« L'inflation en Suisse restera élevée en 2023 »

Le KOF s'attend à ce que les taux d'intérêt continuent à augmenter cette année dans la zone euro, aux États-Unis et en Suisse. Selon ses estimations, l'inflation va certes baisser, mais elle restera élevée. Les économistes du KOF, Alexander Rathke et Pascal Seiler expliquent pourquoi dans cette interview.

La banque centrale américaine (Fed), la Banque centrale européenne (BCE) et la Banque nationale suisse (BNS) ont augmenté leurs taux directeurs de 0,5 point de pourcentage en fin d'année. La Banque d'Angleterre et la Banque du Japon ont également durci leur politique de taux d'intérêt récemment. Ces hausses de taux d'intérêt constituent-elles un comportement coordonné ? Les autres banques centrales suivent-elles la Fed ou cela résulte-t-il de leurs nécessités respectives ?

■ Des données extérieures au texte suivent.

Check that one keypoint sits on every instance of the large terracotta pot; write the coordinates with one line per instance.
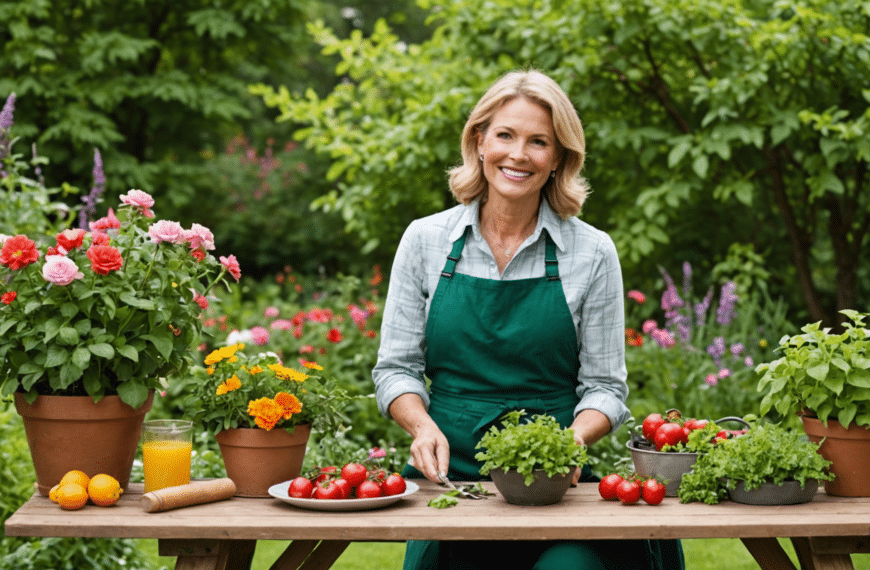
(73, 432)
(849, 450)
(256, 459)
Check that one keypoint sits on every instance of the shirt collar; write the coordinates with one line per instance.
(547, 220)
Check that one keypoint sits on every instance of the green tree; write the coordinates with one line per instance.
(708, 123)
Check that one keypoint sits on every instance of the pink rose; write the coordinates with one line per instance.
(232, 265)
(60, 270)
(105, 258)
(139, 199)
(166, 231)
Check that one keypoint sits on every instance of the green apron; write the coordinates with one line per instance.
(492, 347)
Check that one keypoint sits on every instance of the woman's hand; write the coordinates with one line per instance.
(430, 452)
(589, 426)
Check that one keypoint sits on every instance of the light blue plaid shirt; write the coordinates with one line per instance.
(590, 275)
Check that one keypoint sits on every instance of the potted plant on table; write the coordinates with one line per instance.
(825, 379)
(261, 413)
(770, 465)
(531, 463)
(96, 319)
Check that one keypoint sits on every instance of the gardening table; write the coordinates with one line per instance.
(223, 535)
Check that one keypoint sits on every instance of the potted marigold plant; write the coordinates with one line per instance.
(97, 319)
(261, 413)
(824, 377)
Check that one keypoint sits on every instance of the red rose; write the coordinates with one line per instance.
(18, 252)
(105, 258)
(70, 239)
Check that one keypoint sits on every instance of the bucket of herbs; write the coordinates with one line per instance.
(530, 462)
(770, 465)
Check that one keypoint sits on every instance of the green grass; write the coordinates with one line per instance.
(701, 554)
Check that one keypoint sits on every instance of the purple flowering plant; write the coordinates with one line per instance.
(697, 353)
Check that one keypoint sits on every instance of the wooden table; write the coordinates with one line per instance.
(224, 534)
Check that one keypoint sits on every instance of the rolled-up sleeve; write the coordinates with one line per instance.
(601, 331)
(401, 359)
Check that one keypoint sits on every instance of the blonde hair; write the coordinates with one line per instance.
(567, 190)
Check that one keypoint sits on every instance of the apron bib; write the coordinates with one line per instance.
(492, 347)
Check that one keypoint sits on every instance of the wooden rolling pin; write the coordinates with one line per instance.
(194, 493)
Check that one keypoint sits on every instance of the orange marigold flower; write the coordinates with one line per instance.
(289, 403)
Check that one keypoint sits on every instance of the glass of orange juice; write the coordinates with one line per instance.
(166, 448)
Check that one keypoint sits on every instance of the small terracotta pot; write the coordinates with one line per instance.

Seiler : Les hausses homogènes des différentes zones monétaires ne doivent pas masquer les différentes situations macroéconomiques et les cycles de taux d'intérêt dans lesquels se trouvent ces économies. Aux États-Unis, la Fed a commencé à relever ses taux relativement tôt. En Europe, la BCE a relevé ses taux directeurs bien plus tard que son homologue américaine. En Suisse, l'inflation n'a jamais atteint le niveau des États-Unis et dans la zone euro. La BNS se trouve donc dans une situation différente de celle de la Fed et de la BCE.

Rathke : Le problème fondamental est le même dans les trois zones monétaires : les banques centrales doivent augmenter les taux d'intérêt parce que l'inflation est trop élevée. Les raisons de cette inflation élevée ne sont toutefois pas les mêmes partout. Aux États-Unis, par exemple, la composante énergétique joue un rôle moins central qu'en Europe. En revanche, le marché du travail américain connaît une pénurie extrême de main-d'œuvre. Le nombre de postes vacants est supérieur de trois millions à ce qu'il était avant le début de la pandémie de COVID-19. Cela se traduit par une forte croissance des salaires et une forte hausse des prix des services. En Europe, en revanche, ce sont surtout les prix des biens qui augmentent actuellement.

Alexander Rathke
«Le problème fondamental est le même dans les trois zones monétaires : les banques centrales doivent augmenter les taux d'intérêt parce que l'inflation est trop élevée.»
Alexander Rathke
Alexander Rathke, Économiste

Les taux directeurs se situent désormais à 1% en Suisse, 2,5% dans la zone euro et dans une fourchette de 4,25 à 4,5% aux États-Unis. Avons-nous ainsi déjà atteint un taux d'intérêt neutre, c'est-à-dire une politique monétaire qui n'est ni restrictive ni expansive ?

Rathke : Le concept de taux d'intérêt neutre est complexe et controversé. En principe, on peut dire que la politique monétaire est moins expansive qu'avant. Mais il est difficile de dire si nous sommes déjà dans une zone neutre.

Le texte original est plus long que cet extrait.